Phthalates, derived from the organic chemical phthalic acid, include a large group of chemicals. World production of phthalates is estimated to be several million tons a year. . Phthalate compounds are used in just about every major product category including cosmetics, construction, automotive, household, apparel, toys packaging and medicinal material. You undoubtedly have phthalates in your body. The US Centers for Disease Control and Prevention has detected phthalates in the urine of every Americans tested. Minute levels of phthalates used in toys, building materials, drug capsules, cosmetics and perfumes, have been statistically linked to sperm damage in men and genital changes, asthma and allergies in children. .Recent observations indicate some phthalates may be mutagenic, and cancer-causing
In 2004, the European Union banned phthalates in nailpolish. The FDA said in 2004 that phthalates are safe for humans in the amounts to which we are exposed. In 2008, The National Research Council (NRC) launched a project funded by the Environmental Protection Agency (EPA) to investigate the potential health effects of phthlates including accumulative risks
Cynics say there are so many reports of minute amount of toxins and there is really nothing to worry about. It’s the dose that counts. But I always say tell me how much of a carcinogen causes cancer and what is the effect of the chemicals around us, in us and on us?, Here’s a pertinent quote, I believe, from my A Consumer’s Dictionary of Household, Yard and Office Chemicals by Devra Davis, PhD, MPH, Director, Center for Environmental Oncology, University of Pittsburgh Cancer Institute, Pittsburgh, PA, At the Annual Conference of the American Medical Writers Association in 2005. She said among the reasons scientists believe in environmental causes of cancer:
- Fewer than 1 in 10 cases of breast cancer occur in women born with genetic defects. The others are believed to be environmental.
- The cancer risk for adopted children reflects their adoptive parents, not their biologic parents.
- Fewer than half of identical twins get the same cancer.
- Rates of cancer are higher for people employed outside the home.
- The cancer risk for immigrants changes to that of their new country.
- The majority of cancer cases have no known risk factors.
- Disease is more aggressive in women with higher residues of toxins in their blood.
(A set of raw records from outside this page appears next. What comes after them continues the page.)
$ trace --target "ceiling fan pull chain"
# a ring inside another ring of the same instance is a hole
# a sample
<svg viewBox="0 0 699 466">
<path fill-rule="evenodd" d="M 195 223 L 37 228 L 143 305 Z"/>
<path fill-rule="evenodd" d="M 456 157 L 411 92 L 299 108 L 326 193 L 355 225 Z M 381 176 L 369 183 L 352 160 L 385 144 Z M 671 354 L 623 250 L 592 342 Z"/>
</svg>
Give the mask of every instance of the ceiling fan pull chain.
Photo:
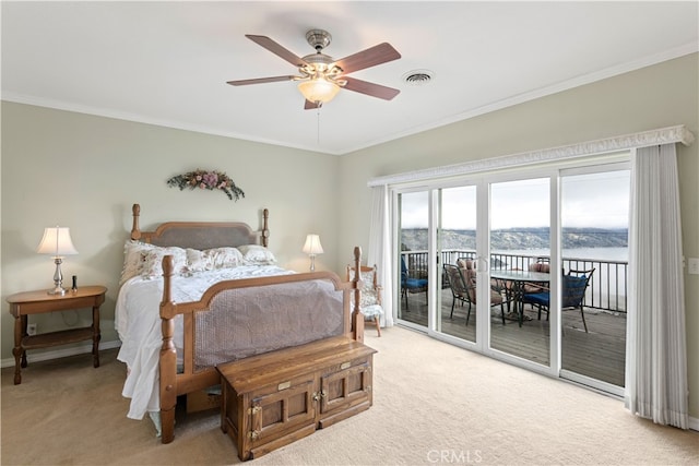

Manufacturers say there is no reliable evidence that phthalates cause any health problems. Newly identified markers are providing a better indication of our exposure to phthalates. So next time you sniff at the potential of adverse effects of the “New Car Scent” don’t laugh. That new car smell, which becomes especially noticeable after the car has been sitting in the sun for a few hours, is partly the pungent odor of phthalates volatilizing and many other chemicals floating around the enclosed environment of your car, especially if the temperature is high.